Codeforces Round #611 (Div. 3)

A - Minutes Before the New Year

题意:问现在的时间距离0点0分有多少分钟,提问的时间在0点0分之前,且不是0点0分。

题解:?

void test_case() {
    int h, m;
    scanf("%d%d", &h, &m);
    int ans = 0;
    if(m == 0)
        ans += (24 - h) * 60;
    else {
        ans += (23 - h) * 60;
        ans += 60 - m;
    }
    printf("%d\n", ans);
}

B - Candies Division

题意:把n颗糖分给k个人,可以留下一些糖,要求分配的最大值与最小值的差不超过1(尽可能平均),且比最小值多1的人数量不超过一半,在此基础上尽可能多分配。

题解:先平均分配下整,然后零头加上去。

void test_case() {
    int n, k;
    scanf("%d%d", &n, &k);
    int a = n / k;
    int ans = k * a;
    int surplus = min(k / 2, n - ans);
    ans += surplus;
    printf("%d\n", ans);
}

C - Friends and Gifts

题意:每个人必须恰好给出1颗糖果,恰好得到1颗糖果,p[i]表示他要给谁,0表示他等待分配,输入保证不矛盾。分配每个人要给谁,使得满足题目约束。
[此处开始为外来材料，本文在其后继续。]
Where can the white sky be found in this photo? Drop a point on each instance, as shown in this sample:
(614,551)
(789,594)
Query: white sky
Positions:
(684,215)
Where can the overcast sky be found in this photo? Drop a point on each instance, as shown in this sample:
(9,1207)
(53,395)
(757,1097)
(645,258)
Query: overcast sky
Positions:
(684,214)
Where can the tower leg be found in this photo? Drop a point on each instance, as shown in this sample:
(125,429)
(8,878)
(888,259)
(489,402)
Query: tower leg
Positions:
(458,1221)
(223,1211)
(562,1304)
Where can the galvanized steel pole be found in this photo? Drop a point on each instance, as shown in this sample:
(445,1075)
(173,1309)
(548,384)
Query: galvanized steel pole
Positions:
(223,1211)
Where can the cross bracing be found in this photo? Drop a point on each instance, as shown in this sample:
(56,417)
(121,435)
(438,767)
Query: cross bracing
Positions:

题解:这张图就是若干条链和若干个环,环不影响直接去掉,然后链全部首尾相连。

int s[200005];
int p[200005];
int h[200005];
int t[200005];
int cnt;
 
int dfs(int u) {
    if(s[u] != 0)
        return dfs(s[u]);
    else
        return u;
}
 
void test_case() {
    int n;
    scanf("%d", &n);
    for(int i = 1; i <= n; ++i) {
        scanf("%d", &p[i]);
        s[p[i]] = i;
    }
    cnt = 0;
    for(int i = 1; i <= n; ++i) {
        if(p[i] == 0) {
            if(s[i] == 0) {
                ++cnt;
                h[cnt] = i;
                t[cnt] = i;
            } else {
                ++cnt;
                h[cnt] = i;
                t[cnt] = dfs(i);
            }
            //printf("h=%d\n",h[cnt]);
            //printf("t=%d\n",t[cnt]);
        }
    }
    int j = 1;
    for(int i = 1; i <= n; ++i) {
        if(p[i] == 0) {
            p[i] = t[++j];
            if(j > cnt)
                p[i] = t[1];
        }
    }
    for(int i = 1; i <= n; ++i)
        printf("%d%c", p[i], " \n"[i == n]);
}

D - Christmas Trees

题意:数轴上有n棵圣诞树,位置分别是xi。给m个人分配位置,使得所有人到离他最近的圣诞树的距离的和最小。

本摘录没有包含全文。